Ses mots me rappelèrent une fois de plus la malchance qu'elle s'infligeait à elle-même et à son entourage, ce problème n'est toujours pas résolu. Bien sûr, je pourrais le régler en un clin d'œil, mais où serait le plaisir ? Une fois que je serai sûr de comment la mener, alors je jouerai les cartes que j'ai en main.
« Dommage, tu devrais essayer d'y aller. Peut-être que tu trouveras la solution à ton problème particulier. »
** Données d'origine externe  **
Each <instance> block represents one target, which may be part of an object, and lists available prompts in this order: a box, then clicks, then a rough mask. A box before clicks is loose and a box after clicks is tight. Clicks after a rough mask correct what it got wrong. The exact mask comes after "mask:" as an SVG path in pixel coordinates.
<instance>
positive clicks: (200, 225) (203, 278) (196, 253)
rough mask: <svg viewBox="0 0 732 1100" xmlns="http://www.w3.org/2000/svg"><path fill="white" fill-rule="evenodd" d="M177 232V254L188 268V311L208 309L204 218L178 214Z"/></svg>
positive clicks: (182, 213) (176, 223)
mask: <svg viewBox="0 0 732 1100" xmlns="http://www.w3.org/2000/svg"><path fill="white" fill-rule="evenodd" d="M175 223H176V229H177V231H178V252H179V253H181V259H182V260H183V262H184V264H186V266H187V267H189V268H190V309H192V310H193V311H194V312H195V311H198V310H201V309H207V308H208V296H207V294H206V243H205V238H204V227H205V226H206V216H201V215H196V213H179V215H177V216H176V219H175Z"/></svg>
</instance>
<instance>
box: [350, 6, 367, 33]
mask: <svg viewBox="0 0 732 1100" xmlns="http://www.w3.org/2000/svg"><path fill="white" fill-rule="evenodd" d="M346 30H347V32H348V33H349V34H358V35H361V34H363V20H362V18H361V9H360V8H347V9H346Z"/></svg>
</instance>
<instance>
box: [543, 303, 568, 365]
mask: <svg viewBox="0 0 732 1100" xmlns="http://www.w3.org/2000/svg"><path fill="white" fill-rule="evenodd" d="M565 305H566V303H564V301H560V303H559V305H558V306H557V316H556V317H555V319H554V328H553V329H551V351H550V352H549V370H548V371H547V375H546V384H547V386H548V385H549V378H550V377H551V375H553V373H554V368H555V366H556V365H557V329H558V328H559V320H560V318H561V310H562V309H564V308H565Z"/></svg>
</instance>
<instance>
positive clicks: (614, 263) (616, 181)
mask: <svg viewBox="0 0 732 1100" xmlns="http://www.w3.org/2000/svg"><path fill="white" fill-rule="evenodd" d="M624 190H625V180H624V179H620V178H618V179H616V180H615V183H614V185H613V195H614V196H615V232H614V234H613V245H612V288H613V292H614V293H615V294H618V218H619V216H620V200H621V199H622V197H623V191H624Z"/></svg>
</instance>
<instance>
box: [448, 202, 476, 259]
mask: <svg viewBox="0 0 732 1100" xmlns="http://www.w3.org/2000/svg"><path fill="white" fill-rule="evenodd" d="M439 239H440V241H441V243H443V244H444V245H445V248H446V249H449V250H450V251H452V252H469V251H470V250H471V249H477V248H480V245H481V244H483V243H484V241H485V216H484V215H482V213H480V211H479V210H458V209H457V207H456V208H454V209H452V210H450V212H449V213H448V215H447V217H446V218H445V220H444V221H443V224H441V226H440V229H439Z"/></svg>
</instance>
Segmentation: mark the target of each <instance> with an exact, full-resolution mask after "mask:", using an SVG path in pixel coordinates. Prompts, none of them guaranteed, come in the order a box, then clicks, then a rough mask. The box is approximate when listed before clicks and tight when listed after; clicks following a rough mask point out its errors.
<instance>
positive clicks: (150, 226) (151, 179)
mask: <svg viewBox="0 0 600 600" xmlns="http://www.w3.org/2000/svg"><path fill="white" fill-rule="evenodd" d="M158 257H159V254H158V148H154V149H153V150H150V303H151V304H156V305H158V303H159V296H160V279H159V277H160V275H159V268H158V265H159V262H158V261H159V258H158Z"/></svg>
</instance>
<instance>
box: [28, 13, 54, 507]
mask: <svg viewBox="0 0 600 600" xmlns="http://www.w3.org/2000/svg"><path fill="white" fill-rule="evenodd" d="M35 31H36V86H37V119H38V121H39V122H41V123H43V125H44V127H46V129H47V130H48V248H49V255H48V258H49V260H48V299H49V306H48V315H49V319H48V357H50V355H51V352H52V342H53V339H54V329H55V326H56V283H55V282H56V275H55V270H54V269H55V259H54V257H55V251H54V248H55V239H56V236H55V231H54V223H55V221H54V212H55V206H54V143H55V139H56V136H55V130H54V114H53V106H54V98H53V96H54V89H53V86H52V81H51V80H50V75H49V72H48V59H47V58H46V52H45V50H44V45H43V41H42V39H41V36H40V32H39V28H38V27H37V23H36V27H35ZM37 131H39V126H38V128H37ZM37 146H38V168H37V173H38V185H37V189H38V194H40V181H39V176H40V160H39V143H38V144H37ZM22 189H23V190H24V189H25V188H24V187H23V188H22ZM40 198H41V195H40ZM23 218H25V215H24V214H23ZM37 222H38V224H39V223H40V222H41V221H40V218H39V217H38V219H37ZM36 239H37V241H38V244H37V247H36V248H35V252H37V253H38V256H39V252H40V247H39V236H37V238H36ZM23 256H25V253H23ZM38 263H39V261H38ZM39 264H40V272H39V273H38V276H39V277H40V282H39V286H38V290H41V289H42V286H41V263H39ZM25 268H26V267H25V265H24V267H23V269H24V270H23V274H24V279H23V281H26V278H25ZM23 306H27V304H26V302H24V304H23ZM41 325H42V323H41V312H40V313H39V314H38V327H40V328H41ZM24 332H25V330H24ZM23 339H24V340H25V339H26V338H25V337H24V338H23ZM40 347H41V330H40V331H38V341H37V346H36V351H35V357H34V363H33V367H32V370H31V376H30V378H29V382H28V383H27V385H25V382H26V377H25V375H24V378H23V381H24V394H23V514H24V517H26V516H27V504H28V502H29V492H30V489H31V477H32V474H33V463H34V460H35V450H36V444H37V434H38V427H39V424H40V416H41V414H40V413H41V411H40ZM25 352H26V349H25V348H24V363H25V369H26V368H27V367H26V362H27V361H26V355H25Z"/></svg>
Mes mots firent s'effondrer son expression un instant, après quoi elle parla : « J'y réfléchirai. »
Puis je me tournai vers Carmel et dis : « On y va ? »
Mes mots la rendirent un peu triste, mais elle hocha la tête, et nous recommençâmes à marcher vers l'endroit d'où nous venions. Nous atteignîmes bientôt la pièce même où j'avais rencontré les nombreux mages, qui commencèrent à établir la connexion. Il fallut encore du temps et des qualifications pour la faire fonctionner, après quoi le portail fut bientôt connecté.
« On se revoit à l'Académie, d'accord ? » demandai-je avec un sourire, à quoi Carmel répondit par un hochement de tête.
« Bien sûr, mais avant d'y venir, j'ai des trucs à régler. »
Je me contentai de hocher la tête à cela tandis que je me tournais vers Tria et parlai. « J'espère te voir un jour à l'Académie. En tant que ton aîné, demande-moi simplement. »
Un petit clin d'œil à la fin fit sourire un peu les deux filles tandis que Tria répondait : « On verra. »
Alors, avec un dernier hochement de tête, j'entrai dans le portail, un autre problème s'ouvrant pour moi à régler.